Muitos jornalistas e
legisladores na América latina (e nos Estados Unidos, é bom que se diga) ainda
se recusam a reconhecer que a deposição de Manuel Zelaya foi um ato legal de
soberania nacional de Honduras. Mas um estudo de 2009 da Biblioteca de Direito do Congresso americano concluiu que “os
poderes Legislativo e Judiciário em Tegucigalpa aplicaram a lei constitucional
e estatutária no caso do impeachment do Presidente Zelaya de um modo que foi
julgada pelas autoridades hondurenhas de ambos os poderes de governo como
estando de conformidade com o sistema lega em vigor em Honduras”. Para se
certificar disso, esse mesmo estudo também afirmou que o exílio de Zelaya
violou o Artigo 102 da Constituição hondurenha, e Ramón Custodio, um
funcionário veterano do governo interino de Honduras que assumiu o poder após a
remoção legal de Zelaya, mais tarde disse
que tê-lo enviado à Costa Rica foi um “erro” (Devemos, no entanto, lembrar que
os militares hondurenhos tinham uma forte razão para despachar Zelaya para o
exterior: o acólito de Chávez tinha deixado claro sua disposição de usar a violência para se
manter no poder).
Voltando a 2009, a Organização
dos Estados Americanos (OEA) respondeu à destituição de Zelaya suspendendo
temporariamente Honduras da organização (O país foi readmitido em junho do ano
passado). Até o momento em que escrevo esse texto, a direção regional da OEA,
com base em Washington, ainda não tinha suspendido o Paraguai por causa da
destituição de Lugo, mas havia crescente especulação de que isso poderá
acontecer.
O que quer que se pense da
controvérsia do impeachment seria de uma hipocrisia extrema e moralmente
indefensável que a OEA suspenda ou expulse o Paraguai após repetidamente fazer
vistas grossas à obliteração da democracia na Venezuela, para não mencionar os
abusos autocráticos do kirchnerismo peronista na Argentina, na Bolívia, no
Equador, e na Nicarágua.
Quatro anos depois, por
exemplo, o Partido Sandinista que governa a Nicarágua descaradamente fraudou as
eleições municipais (incluindo a eleição do prefeito de Manágua), provocando o
congelamento da ajuda econômica europeia e americana ao país. Um ano depois, os
sandinistas usaram cortes de justiça formadas ilegalmente como máfias para
abolir os limites do mandato presidencial para permitir a reeleição ilegal de
Daniel Ortega. São golpes a partir do governo contra a própria Constituição. A
eleição nacional de 2011, ‘vencida’ por Ortega, foi marcada por manobras
sandinistas ainda mais fraudulentas.
Apesar do observador chefe da
União Europeia, Luis Yáñez-Barnuevo, ter concordado que Ortega foi o vitorioso,
ele tinha sérias dúvidas sobre a margem de votos sandinistas que deram a Ortega
a reeleição. “Não digo que eles ganharam de forma fraudulenta, mas não sei
dizer o que teria acontecido se não fosse todas aquelas jogadas e manobras
ilegais não coibidas pelo sistema eleitoral”, disse
Yáñez-Barnuevo.
Em momento algum, durante
aquele assalto sem tréguas à democracia, a OEA considerou qualquer punição à
Nicarágua. Nem a Venezuela foi cogitada de ser suspensa, apesar de Chávez ter
criado, na prática, uma ditadura ferrenha que está matando muita gente no país.
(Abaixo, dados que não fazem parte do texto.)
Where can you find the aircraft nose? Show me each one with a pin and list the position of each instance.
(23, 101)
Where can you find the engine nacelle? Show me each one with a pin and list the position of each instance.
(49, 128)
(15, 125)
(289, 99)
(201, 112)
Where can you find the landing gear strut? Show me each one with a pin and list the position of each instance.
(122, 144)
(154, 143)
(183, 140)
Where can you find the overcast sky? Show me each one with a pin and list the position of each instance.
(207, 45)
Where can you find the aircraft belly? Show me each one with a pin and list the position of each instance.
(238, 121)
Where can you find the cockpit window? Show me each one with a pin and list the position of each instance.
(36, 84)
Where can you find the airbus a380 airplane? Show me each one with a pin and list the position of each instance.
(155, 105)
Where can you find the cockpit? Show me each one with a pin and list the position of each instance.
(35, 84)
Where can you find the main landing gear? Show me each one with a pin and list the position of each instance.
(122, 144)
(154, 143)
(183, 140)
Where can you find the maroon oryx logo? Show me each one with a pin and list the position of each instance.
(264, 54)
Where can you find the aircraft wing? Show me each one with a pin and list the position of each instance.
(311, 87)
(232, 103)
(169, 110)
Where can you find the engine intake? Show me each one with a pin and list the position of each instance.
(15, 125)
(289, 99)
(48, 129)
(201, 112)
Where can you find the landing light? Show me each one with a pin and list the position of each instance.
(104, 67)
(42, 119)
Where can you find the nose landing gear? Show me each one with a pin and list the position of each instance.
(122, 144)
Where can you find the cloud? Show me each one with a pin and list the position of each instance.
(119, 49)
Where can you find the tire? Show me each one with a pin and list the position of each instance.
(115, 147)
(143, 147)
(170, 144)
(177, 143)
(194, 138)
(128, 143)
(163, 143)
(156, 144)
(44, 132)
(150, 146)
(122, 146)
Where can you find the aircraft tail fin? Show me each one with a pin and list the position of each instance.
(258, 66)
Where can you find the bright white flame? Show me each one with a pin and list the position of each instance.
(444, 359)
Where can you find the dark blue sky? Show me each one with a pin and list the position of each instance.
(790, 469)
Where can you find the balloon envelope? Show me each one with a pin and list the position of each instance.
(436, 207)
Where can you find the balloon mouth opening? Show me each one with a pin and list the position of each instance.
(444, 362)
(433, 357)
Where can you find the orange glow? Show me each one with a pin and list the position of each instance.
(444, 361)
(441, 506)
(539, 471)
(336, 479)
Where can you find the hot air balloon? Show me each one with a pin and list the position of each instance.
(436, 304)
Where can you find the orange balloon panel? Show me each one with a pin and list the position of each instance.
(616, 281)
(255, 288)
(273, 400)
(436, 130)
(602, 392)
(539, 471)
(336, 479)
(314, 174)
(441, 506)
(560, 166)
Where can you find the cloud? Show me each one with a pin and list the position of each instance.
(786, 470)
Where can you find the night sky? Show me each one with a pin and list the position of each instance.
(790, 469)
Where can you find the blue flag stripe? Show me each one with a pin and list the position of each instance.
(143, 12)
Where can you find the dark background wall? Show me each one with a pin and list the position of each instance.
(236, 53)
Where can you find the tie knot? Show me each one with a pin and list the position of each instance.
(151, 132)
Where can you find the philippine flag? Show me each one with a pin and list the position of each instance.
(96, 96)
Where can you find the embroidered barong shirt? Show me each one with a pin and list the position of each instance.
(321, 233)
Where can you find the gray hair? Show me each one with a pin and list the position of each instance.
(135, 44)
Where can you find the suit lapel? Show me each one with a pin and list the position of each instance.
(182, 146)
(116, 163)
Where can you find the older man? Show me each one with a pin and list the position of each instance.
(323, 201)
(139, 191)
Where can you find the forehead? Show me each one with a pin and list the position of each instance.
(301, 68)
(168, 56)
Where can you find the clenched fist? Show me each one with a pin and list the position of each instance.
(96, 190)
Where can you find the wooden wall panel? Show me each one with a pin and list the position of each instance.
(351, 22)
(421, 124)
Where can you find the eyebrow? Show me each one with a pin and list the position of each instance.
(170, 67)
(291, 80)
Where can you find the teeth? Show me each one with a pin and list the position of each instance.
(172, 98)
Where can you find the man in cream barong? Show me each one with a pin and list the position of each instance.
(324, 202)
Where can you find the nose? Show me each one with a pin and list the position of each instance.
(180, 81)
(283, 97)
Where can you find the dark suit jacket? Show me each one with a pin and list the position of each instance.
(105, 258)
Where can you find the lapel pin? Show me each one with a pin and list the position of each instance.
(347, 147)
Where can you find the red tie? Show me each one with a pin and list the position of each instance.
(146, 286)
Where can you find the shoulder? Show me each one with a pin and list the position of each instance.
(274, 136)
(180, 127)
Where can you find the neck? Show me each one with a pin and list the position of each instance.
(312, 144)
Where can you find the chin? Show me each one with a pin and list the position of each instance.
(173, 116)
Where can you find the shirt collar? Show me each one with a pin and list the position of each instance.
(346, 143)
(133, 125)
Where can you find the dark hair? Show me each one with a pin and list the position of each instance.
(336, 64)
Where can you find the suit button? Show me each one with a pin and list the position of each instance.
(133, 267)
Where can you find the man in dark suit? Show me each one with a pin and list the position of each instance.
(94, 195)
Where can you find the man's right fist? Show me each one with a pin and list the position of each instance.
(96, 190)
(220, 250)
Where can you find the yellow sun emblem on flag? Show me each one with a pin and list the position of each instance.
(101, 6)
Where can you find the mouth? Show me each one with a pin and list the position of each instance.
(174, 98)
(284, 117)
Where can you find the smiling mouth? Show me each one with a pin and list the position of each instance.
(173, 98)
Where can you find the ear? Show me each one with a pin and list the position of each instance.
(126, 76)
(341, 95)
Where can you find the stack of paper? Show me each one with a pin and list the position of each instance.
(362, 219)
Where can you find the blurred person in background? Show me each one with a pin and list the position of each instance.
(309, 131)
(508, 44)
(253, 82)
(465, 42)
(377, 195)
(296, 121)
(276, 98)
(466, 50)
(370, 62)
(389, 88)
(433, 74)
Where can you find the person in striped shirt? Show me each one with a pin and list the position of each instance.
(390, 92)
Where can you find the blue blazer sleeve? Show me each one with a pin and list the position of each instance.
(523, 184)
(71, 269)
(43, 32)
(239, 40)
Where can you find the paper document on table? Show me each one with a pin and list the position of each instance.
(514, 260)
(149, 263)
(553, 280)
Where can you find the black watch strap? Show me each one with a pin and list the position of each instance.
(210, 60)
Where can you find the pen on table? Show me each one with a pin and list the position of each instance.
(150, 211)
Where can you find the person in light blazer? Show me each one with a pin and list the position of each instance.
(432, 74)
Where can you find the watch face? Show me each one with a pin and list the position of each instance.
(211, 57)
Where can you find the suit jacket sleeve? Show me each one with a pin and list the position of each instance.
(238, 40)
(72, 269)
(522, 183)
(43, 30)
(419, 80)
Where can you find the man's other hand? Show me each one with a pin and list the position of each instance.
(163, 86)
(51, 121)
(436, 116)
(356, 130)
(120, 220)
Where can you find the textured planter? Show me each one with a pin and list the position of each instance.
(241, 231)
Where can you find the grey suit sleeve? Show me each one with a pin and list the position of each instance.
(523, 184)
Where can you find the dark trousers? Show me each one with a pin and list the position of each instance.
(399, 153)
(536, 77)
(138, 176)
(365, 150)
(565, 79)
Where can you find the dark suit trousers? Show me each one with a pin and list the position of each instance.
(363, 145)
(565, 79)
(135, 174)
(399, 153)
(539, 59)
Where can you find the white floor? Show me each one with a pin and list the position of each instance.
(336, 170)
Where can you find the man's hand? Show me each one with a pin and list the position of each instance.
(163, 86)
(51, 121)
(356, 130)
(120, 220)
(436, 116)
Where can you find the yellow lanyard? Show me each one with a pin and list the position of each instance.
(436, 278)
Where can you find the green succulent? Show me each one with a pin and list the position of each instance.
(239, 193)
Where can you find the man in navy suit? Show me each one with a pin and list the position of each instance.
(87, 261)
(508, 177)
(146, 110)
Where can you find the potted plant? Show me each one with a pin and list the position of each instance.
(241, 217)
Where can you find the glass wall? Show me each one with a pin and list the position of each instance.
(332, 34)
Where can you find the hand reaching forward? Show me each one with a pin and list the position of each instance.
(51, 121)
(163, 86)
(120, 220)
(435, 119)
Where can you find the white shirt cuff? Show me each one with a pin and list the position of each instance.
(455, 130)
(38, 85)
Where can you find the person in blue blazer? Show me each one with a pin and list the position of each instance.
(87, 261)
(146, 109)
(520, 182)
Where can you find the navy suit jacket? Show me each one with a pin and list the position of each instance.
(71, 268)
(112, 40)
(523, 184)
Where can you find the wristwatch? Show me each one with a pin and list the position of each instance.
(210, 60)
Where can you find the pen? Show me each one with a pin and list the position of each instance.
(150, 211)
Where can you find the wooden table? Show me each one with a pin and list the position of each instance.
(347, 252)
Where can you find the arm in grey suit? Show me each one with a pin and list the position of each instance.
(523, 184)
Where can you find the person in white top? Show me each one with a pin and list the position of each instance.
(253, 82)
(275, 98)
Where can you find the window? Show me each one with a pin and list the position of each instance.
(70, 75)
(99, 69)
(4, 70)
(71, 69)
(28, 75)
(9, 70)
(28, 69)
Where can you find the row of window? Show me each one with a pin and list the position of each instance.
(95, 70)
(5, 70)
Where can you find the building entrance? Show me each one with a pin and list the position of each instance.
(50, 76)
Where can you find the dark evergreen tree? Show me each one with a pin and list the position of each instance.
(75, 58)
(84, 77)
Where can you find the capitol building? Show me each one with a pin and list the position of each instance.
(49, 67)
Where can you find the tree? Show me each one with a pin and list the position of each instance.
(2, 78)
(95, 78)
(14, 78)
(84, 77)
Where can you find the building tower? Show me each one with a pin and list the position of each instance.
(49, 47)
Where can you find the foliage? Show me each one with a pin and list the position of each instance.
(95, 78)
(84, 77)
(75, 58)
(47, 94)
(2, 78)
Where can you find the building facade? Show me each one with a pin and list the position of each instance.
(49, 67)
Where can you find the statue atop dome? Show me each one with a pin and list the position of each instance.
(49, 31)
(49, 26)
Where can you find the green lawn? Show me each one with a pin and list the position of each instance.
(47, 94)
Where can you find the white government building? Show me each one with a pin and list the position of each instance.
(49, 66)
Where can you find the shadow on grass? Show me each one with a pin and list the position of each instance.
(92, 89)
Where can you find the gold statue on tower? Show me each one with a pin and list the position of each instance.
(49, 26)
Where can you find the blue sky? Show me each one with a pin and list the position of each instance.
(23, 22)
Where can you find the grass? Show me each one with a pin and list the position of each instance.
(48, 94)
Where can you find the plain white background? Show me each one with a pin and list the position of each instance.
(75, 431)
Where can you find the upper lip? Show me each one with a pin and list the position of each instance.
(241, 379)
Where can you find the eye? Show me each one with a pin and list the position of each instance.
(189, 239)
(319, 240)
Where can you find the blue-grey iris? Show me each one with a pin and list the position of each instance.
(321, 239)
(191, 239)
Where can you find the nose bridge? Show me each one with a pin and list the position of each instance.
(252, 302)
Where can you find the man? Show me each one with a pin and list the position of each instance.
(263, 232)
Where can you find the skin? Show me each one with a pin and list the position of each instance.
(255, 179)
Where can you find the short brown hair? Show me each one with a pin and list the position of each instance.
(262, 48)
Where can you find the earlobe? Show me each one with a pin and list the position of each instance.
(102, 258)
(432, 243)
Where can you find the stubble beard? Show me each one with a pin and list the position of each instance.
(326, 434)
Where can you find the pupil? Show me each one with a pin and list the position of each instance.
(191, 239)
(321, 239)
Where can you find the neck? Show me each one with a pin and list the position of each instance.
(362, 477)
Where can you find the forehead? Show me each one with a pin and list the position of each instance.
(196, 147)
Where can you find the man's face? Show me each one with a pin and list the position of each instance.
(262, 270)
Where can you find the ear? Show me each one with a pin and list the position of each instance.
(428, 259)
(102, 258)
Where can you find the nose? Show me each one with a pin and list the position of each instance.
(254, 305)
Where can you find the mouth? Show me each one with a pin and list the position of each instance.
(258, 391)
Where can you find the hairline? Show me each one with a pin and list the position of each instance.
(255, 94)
O mesmo se pode dizer da Bolívia, por seus seis anos de perseguição política
aos opositores e a erosão democrática a que se dedica o índio cocaleiro Evo
Morales. Muito menos à Argentina e ao Equador foi dada sequer uma simples
admoestação pelos ataques de seus governos à liberdade de imprensa e ao direito
de propriedade particular.
Por hora, o padrão dúbio
empregado pelo Secretário-Geral da OEA José Miguel Insulza (no cargo desde
2005) é embaraçosamente óbvio. Independente dos seus malfeitos, Chávez e outros
socialistas autocráticos não precisam temer qualquer punição da instituição
‘multilateral’ que deveria proteger a democracia na América latina.
Mas o problema se situa além
de Insulza. Caso as nações mais poderosas da América latina, Brasil e México,
estivessem verdadeiramente empenhadas em defender a democracia na região, a OEA
poderia assumir uma posição autêntica e firme nesse sentido contra os abusos
ditatoriais de Chávez et caterva. Todavia, países como o Brasil têm permitido
que o “homem forte” da Venezuela consiga solapar a democracia tanto em casa
como no exterior, sem mover uma palha para evitar. De fato, no mesmo dia do mês
passado (29 de junho) em que o bloco comercial sulamericano MERCOSUL de reuniu
na Argentina, suspendeu
o Paraguai de comparecer às suas reuniões, com o bloco anunciando também a
inclusão da Venezuela como uma nação membro permanente.
Uma palavra final sobre a
Venezuela e o Paraguai: autoridades paraguaias acusaram
o Ministro das Relações Exteriores da Venezuela, Nicolás Maduro, de tentar
incitar um golpe militar para manter Lugo no cargo de Presidente, e, como não
conseguiu, retirou seus embaixadores de Assunção com a saída concomitante dos
diplomatas paraguaios de Caracas. Com tal finalidade, Venezuela parece não ter
sido a única nação da região a tentar desencadear um levante pró-Lugo no seio
das Forças Armadas paraguaias: como observou o
blogueiro de Política Externa, Francisco Toro: “O embaixador do Equador no
Paraguai também tentou conspirar para uma revolta militar, qualificando o
episódio como uma conspiração internacional a bandeiras desfraldadas”.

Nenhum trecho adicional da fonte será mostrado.